Mon voyage jusqu’à Chateauroux a eté
assez long parceque mon cocher etait un
enfant qui s’endormait continuellement
de sorte que j’étais obligé de me reveiller
moi même pour fouetter les chevaux : il
fesait donc jour plein quand je suis arrivé.
– après m’être couché, j’ai vu quelques instants
mon prefet et suis parti a midi : mais à
Vierzon, station de deux heures et à orleans
ou j’arrivai le matin vers 4h. autre station
jusqu’a l’heure du chemin de fer. Voila
comment le problème a eté resolu : il en
résulte qu’il est à peu près aussi long de prendre
le chemin de fer que de continuer tout droit.
reste la commodité du trajet.
J’ai vu Me. Marliani hier soir qui
etait momentanement sans nouvelles et par
consequent inquiete. Elle avait aussi vu Solange
que Md. d’Oribeau lui avait amenée et qu’elle
avait trouvée à merveille.
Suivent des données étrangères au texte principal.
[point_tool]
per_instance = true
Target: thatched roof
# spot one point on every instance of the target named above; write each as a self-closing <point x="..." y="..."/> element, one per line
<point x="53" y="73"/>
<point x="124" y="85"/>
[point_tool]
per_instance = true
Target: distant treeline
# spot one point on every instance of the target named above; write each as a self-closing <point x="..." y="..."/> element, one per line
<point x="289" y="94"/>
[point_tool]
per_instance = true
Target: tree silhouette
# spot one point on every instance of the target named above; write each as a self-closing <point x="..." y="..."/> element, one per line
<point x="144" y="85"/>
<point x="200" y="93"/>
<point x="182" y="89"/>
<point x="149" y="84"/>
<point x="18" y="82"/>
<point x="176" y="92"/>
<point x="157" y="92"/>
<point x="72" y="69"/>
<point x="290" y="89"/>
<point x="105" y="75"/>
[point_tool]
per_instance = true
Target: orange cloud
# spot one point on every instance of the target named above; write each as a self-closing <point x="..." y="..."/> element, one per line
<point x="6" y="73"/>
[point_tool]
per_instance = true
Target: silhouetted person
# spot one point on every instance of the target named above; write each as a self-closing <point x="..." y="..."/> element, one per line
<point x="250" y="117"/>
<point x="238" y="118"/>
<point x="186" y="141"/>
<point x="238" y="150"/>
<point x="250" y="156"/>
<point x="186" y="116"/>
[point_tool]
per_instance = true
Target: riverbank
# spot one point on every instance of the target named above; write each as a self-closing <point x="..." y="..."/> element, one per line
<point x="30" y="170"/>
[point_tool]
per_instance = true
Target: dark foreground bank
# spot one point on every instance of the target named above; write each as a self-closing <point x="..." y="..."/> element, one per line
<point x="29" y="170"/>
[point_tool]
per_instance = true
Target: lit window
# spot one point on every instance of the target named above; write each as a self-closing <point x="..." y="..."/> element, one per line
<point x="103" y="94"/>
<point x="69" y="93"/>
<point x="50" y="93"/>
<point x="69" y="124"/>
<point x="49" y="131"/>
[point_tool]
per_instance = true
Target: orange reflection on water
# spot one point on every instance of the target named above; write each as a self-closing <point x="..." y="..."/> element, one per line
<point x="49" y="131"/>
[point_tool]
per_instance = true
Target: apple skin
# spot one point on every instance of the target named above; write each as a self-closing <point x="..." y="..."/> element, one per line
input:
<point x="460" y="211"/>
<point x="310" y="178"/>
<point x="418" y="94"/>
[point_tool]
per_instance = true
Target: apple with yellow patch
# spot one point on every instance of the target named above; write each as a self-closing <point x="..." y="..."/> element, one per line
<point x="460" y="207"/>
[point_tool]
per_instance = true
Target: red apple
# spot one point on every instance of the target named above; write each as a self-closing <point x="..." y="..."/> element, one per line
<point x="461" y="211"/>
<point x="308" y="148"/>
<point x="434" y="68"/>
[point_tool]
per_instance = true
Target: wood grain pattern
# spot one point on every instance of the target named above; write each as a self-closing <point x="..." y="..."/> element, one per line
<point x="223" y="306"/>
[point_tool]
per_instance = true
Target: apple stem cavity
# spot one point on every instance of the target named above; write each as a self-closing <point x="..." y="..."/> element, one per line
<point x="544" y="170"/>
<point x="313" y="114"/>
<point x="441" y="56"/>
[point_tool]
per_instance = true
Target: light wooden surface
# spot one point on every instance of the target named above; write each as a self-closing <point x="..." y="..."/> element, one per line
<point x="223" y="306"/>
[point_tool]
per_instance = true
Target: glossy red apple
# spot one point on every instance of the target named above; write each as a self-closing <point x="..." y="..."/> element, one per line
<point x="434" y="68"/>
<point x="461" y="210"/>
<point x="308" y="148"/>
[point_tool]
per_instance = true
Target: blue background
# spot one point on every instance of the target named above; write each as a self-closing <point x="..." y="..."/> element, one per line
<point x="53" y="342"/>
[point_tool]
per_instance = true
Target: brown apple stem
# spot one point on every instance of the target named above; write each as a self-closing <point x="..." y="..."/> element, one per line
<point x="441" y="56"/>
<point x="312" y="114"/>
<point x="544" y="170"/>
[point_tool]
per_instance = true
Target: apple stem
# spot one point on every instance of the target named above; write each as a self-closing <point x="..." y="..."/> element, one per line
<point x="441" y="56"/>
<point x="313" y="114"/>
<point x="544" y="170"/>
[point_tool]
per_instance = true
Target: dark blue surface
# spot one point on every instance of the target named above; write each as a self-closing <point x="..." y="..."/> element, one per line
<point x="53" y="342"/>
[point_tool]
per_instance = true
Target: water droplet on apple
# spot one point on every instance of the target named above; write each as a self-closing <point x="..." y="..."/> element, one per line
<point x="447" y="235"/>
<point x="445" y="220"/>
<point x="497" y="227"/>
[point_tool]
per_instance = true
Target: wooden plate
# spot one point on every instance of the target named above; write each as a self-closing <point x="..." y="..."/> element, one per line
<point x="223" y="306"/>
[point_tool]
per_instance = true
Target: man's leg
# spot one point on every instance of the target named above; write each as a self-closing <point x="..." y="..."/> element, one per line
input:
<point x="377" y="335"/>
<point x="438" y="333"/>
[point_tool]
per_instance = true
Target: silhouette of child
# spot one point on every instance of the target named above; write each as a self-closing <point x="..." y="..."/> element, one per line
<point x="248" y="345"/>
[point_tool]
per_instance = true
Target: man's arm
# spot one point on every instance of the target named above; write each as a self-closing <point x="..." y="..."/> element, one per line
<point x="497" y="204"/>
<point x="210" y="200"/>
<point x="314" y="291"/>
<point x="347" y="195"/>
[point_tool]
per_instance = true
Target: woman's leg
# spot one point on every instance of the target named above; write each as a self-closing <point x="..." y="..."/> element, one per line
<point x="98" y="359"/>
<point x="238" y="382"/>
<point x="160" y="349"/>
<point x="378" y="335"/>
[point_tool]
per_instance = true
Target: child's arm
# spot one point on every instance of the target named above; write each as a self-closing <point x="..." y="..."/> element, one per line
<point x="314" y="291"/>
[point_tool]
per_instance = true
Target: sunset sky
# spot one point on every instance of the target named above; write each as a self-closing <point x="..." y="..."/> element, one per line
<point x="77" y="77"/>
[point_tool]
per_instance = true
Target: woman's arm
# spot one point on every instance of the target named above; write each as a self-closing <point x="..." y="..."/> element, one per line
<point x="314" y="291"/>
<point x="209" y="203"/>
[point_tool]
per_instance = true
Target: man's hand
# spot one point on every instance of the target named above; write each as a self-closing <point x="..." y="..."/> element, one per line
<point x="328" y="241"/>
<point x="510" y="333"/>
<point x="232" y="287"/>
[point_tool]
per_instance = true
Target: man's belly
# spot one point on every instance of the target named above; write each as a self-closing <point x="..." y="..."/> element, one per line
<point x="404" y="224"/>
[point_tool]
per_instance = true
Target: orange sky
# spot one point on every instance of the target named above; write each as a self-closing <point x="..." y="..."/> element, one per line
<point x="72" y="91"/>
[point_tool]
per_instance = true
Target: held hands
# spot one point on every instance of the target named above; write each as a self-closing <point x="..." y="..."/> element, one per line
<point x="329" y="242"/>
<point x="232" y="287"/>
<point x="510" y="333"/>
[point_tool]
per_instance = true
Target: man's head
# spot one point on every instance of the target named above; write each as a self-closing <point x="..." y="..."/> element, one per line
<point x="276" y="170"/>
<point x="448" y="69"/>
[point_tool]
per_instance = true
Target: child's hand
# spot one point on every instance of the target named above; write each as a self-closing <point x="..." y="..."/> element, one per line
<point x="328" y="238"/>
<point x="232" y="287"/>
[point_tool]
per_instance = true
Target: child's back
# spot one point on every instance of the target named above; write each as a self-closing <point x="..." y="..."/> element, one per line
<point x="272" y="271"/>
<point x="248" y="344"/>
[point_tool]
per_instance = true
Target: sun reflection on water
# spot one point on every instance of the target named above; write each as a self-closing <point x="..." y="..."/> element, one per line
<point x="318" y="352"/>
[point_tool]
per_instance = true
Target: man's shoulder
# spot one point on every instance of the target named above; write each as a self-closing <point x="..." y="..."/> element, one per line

J’ai embrassé Enrico
pour vous.

Chère amie je vous envoie demain

Page 3

ou après demain des echantillons de cigarettes
par la diligence. J’ai demandé à Mme Marliani
de me donner ce qu’elle aurait à vous envoyer
je le joindrai à mon paquet.

Adieu chère vous combattez la tristesse
et le dessechement de l’ame par une grande
force d’esprit. Je tâche de vous imiter de mon
mieux : mais il faut une rude cuirasse je
vous assure. Je vous embrasse bien sincerement
en attendant le plaisir de vous revoir et ne
puis assez vous remercier de votre charmante
bonté pendant mon séjour près de vous.

EugDelcrx

Mille tendresse a Chopin, à Maurice
a Polyte : je regrette bien la flanerie, les bonnes
causeries et l’amitié de Nohant. –

Je vous envoie un petit briquet que vous trouverez
peut etre encore plus commode que le vôtre en ce qu’il
n’y a qu’a frotter l’allumette dessous, le flacon etant sujet
à s’evaporer. Essayez. Pour cacheter une lettre vous fichez
l’allumette dans le petit trou qui est sur le couvercle.